By Patrick OConnor - 12/15/05 12:00 AM EST
Republican leaders in the House are willing to wait until next year to pass several big-ticket legislative items that are still pending, signaling yesterday that they will not rush to compromise with the Senate.
House Majority Leader Roy Blunt (R-Mo.) told members of the Republican Conference yesterday during their weekly meeting that the House position on the pending legislation is “worth fighting for,” one GOP leadership aide said.
Referring indirectly to the conference reports on tax and spending reconciliation, Blunt told members they should hold out for the largest possible spending cuts and the most tax relief chamber negotiators can secure in passing the bills in question, even if that means waiting “a few weeks.”
“Whatever work we can get done this year, we should do everything we can in the next few days to get it done,” Blunt told reporters Tuesday. “Whatever we don’t get done, this is not, again, the end of the Congress; this is the end of the year.”
Members of the Republican Study Committee (RSC) overwhelmingly urged their chairman, Mike Pence (R-Ind.), to request that leadership bring the reconciliation bill to the floor this year with or without a provision to allow for oil drilling in Alaska’s Arctic National Wildlife Refuge, according to a conservative aide.
Bicameral discontent is common in Congress at the end of the year as leaders in both chambers try to reconcile conference reports on a laundry list of bills and close the year with a legislative flurry.
With House passage yesterday of the USA Patriot Act and the expected passage of the labor, health and education appropriations bill, leaders are expected to bring a border-security bill to the floor today that would create new employer identification standards.
In addition, Blunt told reporters yesterday that he might also schedule a vote on a bill to reform pension funding after Education and the Workforce Committee Chairman John Boehner (R-Ohio) and Ways and Means Committee Chairman Bill Thomas (R-Calif.) struck a deal with the United Auto Workers that secured Democratic support.
That leaves the fates of both reconciliation packages, the defense reauthorization bill and a conference report to extend the Terrorism Risk Insurance Act uncertain as leaders try to get members out of town for the holiday recess.
With limited floor time and a heavy schedule of bills left to pass, House and Senate leaders are waiting for the various conference committees on each of these bills to negotiate compromise language that could attract a majority of votes.
Because the bills are not considered must-pass in 2005, lawmakers are not as pressed as they are at the end of the Congress because each of the issues can be revisited next year.
But with the bar already set, leaders are facing pressure to complete at least the border-security bill and the conference report on the Deficit Reduction Act, which seeks to trim spending in several federal programs.
“It doesn’t matter if the House or Senate doesn’t get it done,” one GOP aide in the House said. “It’ll be viewed as the Republican Congress, and that is why we’ve got to buckle down and get it done.”
On top of that, Blunt said leaders must pass a continuing resolution to fund whatever federal programs have not been addressed through the appropriations process.

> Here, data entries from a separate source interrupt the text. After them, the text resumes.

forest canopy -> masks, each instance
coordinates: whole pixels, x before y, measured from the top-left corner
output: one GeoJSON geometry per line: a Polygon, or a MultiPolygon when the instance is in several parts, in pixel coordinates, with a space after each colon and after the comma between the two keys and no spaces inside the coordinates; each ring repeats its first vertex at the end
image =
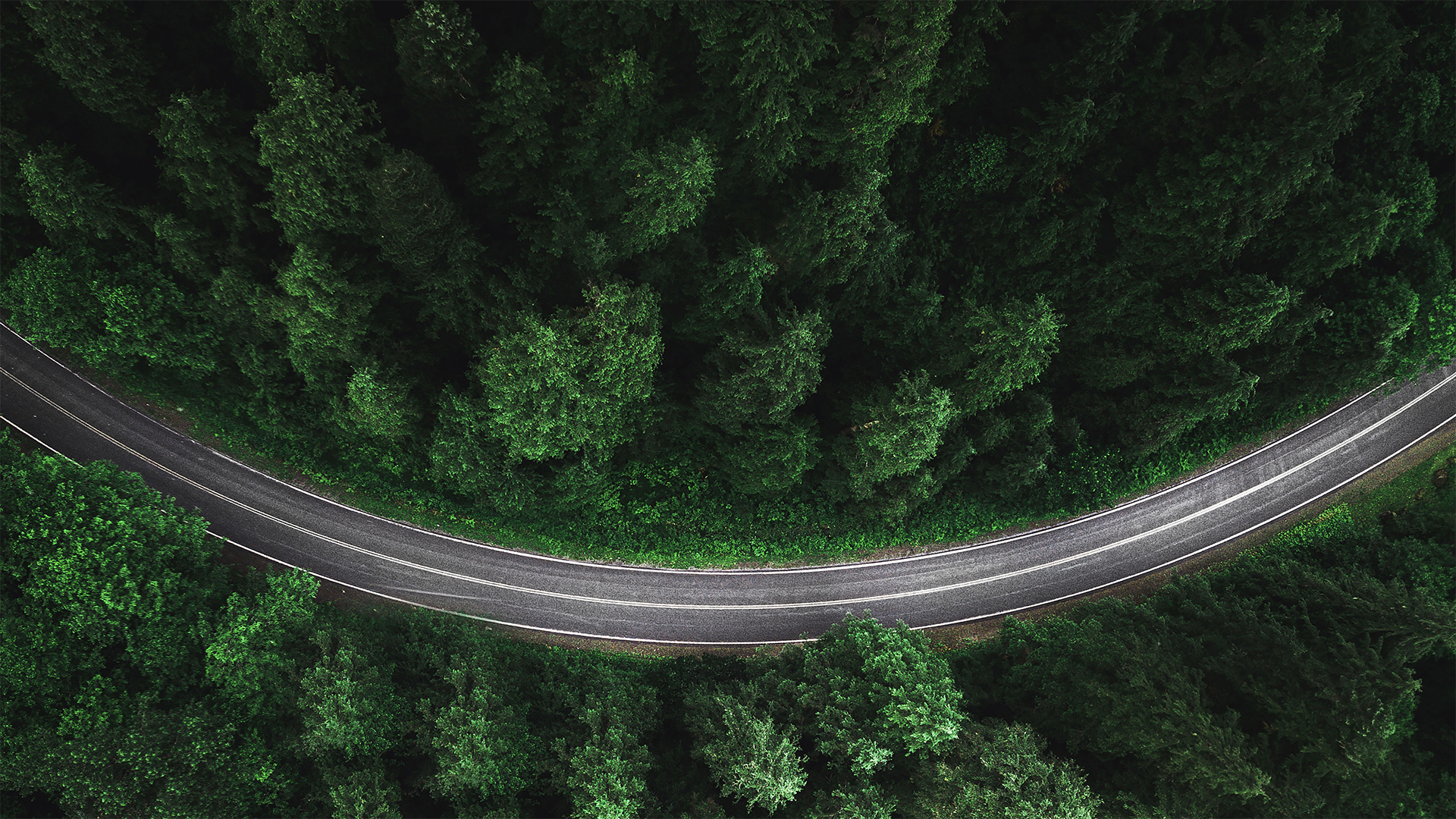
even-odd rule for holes
{"type": "Polygon", "coordinates": [[[1449,0],[23,0],[0,307],[482,509],[1015,500],[1456,356],[1453,44],[1449,0]]]}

That prospect could allow Appropriations Committee Chairman Jerry Lewis (R-Calif.) to craft a yearlong extension that would cut some level of federal spending, a prospect that leaders may be floating to prevent Democrats from opposing the remaining spending bills.
During his opening remarks of the debate about the reissued labor and health spending bill, Rep. Ralph Regula (R-Ohio), the appropriations cardinal overseeing the legislation, threatened Democratic opponents with the prospect of a continuing resolution that would substantially cut spending in a number of government health and education programs.

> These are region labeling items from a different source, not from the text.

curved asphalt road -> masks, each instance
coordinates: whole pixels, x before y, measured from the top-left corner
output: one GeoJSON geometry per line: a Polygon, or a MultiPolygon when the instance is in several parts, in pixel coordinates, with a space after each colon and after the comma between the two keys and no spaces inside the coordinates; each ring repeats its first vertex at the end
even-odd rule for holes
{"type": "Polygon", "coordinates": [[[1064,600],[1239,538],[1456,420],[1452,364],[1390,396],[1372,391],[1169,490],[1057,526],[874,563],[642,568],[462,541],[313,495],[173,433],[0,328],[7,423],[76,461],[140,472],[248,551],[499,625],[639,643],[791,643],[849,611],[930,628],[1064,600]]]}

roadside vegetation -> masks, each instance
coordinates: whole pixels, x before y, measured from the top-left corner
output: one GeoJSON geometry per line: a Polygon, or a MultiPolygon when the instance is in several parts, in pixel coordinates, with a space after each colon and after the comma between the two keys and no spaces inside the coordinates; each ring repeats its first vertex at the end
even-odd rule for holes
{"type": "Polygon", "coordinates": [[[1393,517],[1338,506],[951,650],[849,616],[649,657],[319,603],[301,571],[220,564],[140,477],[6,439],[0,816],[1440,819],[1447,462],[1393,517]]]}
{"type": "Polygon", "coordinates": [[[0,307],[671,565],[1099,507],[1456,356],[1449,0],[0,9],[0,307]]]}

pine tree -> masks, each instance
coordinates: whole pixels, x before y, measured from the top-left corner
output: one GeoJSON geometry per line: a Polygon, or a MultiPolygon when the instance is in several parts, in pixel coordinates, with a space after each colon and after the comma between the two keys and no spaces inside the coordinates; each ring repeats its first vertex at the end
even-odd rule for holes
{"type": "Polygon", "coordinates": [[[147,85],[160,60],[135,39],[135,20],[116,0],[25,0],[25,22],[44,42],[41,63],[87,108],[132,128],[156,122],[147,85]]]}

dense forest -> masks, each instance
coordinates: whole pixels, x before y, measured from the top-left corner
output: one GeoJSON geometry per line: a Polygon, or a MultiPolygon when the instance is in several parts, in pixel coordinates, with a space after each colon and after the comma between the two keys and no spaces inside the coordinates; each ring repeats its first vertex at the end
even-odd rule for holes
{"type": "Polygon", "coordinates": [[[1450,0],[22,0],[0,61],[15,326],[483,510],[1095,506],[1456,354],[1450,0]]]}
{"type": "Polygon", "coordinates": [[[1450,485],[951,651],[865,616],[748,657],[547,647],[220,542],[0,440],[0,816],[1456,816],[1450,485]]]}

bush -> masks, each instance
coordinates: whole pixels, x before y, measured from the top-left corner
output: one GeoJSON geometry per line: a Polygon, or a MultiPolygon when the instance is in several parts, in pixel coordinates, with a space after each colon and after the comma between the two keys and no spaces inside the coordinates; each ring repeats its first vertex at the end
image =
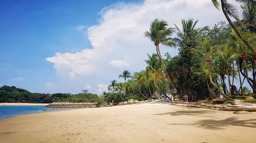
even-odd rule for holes
{"type": "Polygon", "coordinates": [[[138,100],[139,101],[145,100],[145,99],[139,97],[139,96],[138,96],[138,95],[134,95],[130,96],[129,96],[129,97],[125,98],[125,101],[127,101],[129,99],[134,99],[134,100],[138,100]]]}

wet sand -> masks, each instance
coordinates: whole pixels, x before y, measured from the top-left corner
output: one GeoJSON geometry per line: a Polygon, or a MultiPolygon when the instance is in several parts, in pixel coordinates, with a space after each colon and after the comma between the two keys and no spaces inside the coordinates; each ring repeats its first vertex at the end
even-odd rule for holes
{"type": "Polygon", "coordinates": [[[0,142],[255,142],[256,112],[146,103],[26,115],[0,122],[0,142]]]}

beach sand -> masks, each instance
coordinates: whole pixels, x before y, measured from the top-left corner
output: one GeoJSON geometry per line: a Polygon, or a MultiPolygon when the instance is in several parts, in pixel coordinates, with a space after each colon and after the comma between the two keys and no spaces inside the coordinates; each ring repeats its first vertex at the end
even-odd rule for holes
{"type": "Polygon", "coordinates": [[[0,142],[255,142],[256,112],[145,103],[0,122],[0,142]]]}
{"type": "Polygon", "coordinates": [[[49,103],[0,103],[1,106],[46,106],[49,103]]]}

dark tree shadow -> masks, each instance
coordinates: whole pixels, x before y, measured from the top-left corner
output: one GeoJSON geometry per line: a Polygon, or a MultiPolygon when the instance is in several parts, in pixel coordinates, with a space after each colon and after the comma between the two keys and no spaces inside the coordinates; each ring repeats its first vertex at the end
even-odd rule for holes
{"type": "Polygon", "coordinates": [[[179,110],[175,112],[169,112],[155,114],[155,115],[169,115],[170,116],[183,116],[183,115],[202,115],[203,114],[212,113],[214,111],[210,110],[179,110]]]}
{"type": "Polygon", "coordinates": [[[170,125],[182,125],[193,126],[211,130],[221,130],[229,126],[256,128],[256,119],[238,120],[237,117],[233,117],[222,120],[202,120],[191,124],[169,124],[170,125]]]}

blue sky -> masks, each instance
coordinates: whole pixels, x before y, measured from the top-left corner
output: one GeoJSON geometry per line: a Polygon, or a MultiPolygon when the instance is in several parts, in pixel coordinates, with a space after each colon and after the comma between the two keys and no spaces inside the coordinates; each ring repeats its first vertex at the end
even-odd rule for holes
{"type": "Polygon", "coordinates": [[[124,70],[145,68],[155,48],[143,33],[156,18],[226,21],[208,0],[0,1],[0,86],[100,94],[124,70]]]}
{"type": "Polygon", "coordinates": [[[0,85],[40,92],[58,78],[45,58],[90,48],[85,34],[74,29],[98,23],[98,12],[118,2],[1,1],[0,85]]]}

The focus, though, is on the border bill and a bill to curb federal spending.
“Our goal is to get the deficit-reduction bill done and the border-security bill,” said Ron Bonjean, a spokesman for Speaker Dennis Hastert (R-Ill.). “We’re working with the Senate to get it done, and we’re pulling out all the stops.”
Blunt said he is committed to working through the weekend, if necessary, and perhaps into next week — “if absolutely essential” — before adding “I’m not sure that anybody believes we’ll continue to have the enthusiasm to do that much next week.”
Asked Tuesday whether he thought it was essential to pass the spending side of reconciliation, Blunt said, “Not so essential that we have to give up our negotiating position on a number of issues. … I think it’s better to get that right than to get it quickly, but it would be best of all to get that both right and quickly.